Description
Assignment overview. This assignment is designed to practice Python and to introduce you the sklearn library for machine learning in Python. This Assignment requires you to install sklearn, tensoflow, and download the Iris, and Wine data set to learn and predict some items by using algorithms implemented in sklearn. We also practice to display NMIST data that we need later.
Questions:
- [10 marks] MNIST (https://yann.lecun.com/exdb/mnist/) is a famous dataset and benchmark for pattern recognition. It contains images of hand written numbers that are normalized and centered in a 28×28 pixel array. The data set was derived from a NIST (National Institute of Standards and Technology) data set, hence the acronym for Modified NIST. There are many ways to load this data set. An easy way is to use routines from tensorflow to load 50 images into a Python tuple with
from tensorflow.examples.tutorials.mnist import input_data
mnist = input_data.read_data_sets(‘MNIST_data’, one_hot=True)

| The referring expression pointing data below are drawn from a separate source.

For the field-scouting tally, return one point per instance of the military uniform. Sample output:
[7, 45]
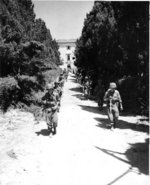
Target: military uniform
[51, 111]
[113, 99]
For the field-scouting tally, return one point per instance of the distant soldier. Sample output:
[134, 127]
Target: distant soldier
[58, 93]
[61, 80]
[87, 88]
[99, 92]
[50, 107]
[66, 73]
[113, 99]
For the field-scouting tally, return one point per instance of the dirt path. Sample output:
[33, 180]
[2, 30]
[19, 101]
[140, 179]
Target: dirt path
[84, 151]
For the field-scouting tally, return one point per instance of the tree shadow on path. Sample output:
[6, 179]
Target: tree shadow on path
[44, 132]
[103, 122]
[91, 109]
[137, 156]
[76, 89]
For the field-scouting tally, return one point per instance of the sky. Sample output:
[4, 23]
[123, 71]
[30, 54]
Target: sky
[64, 18]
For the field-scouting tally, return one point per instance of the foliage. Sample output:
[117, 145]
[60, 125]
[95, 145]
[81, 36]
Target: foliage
[27, 52]
[114, 44]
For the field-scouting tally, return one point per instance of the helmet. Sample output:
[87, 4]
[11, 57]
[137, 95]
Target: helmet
[49, 86]
[112, 85]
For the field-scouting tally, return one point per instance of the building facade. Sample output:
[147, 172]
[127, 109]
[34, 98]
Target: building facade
[66, 49]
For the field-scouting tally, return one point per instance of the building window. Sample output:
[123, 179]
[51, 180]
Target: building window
[68, 47]
[68, 57]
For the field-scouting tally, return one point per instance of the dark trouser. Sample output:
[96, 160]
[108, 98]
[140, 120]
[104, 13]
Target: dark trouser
[113, 115]
[52, 120]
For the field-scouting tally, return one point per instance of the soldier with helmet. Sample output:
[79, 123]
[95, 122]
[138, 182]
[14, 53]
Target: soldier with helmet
[50, 107]
[113, 100]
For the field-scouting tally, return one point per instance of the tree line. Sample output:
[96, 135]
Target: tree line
[114, 46]
[29, 56]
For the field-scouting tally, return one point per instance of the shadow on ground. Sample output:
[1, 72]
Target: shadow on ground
[103, 122]
[93, 109]
[76, 89]
[137, 157]
[73, 80]
[79, 96]
[43, 132]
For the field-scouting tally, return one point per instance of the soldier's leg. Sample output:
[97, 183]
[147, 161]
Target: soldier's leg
[110, 116]
[116, 116]
[49, 123]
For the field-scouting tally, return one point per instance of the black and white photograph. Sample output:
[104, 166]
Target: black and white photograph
[74, 92]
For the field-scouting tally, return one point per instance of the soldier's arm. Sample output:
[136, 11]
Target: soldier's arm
[120, 101]
[106, 98]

batch = mnist.train.next_batch(50)
Write a program that displays some of these examples.
- [20 marks] In the example code for the Iris data classification, we used 10-fold cross-validation to evaluate the accuracy of predictions with a linear SVM. In the example, we used the sklearn method cross_val_score.
a. Explain briefly what k-fold cross validation is and what it is used for.
b. Write a script that does a k-fold cross-validation without using the cross_val_score function and compares the results with the sklearn function. - Compare the cross-validated results of the SVM and RF and comment on which method is better.
- [20 marks] Please download the zip file and extract it to the directory for this assignment. Read through the wine_names.txt file and come to understand the problem and the wine data contained in the wine.train dataset. Train one of the models SVM, MLP, or RF to develop the best possible model for classifying the wine data in the hold-out test data set of 58 records in the wine.test file given the training data. In other words, you must submit a list of 58 classifications (as a separate *.csv file) for the hold-out test set in the same order as received. We will use your answers to score how well your model performs.
Describe briefly your methodology for determining the best model and submit your final prediction program as well as the .csv file with the labels. Everyone will be ranked based on how well they do on their classification of the hold-out test set and 2 additional marks will be given to the best 10% of submissions.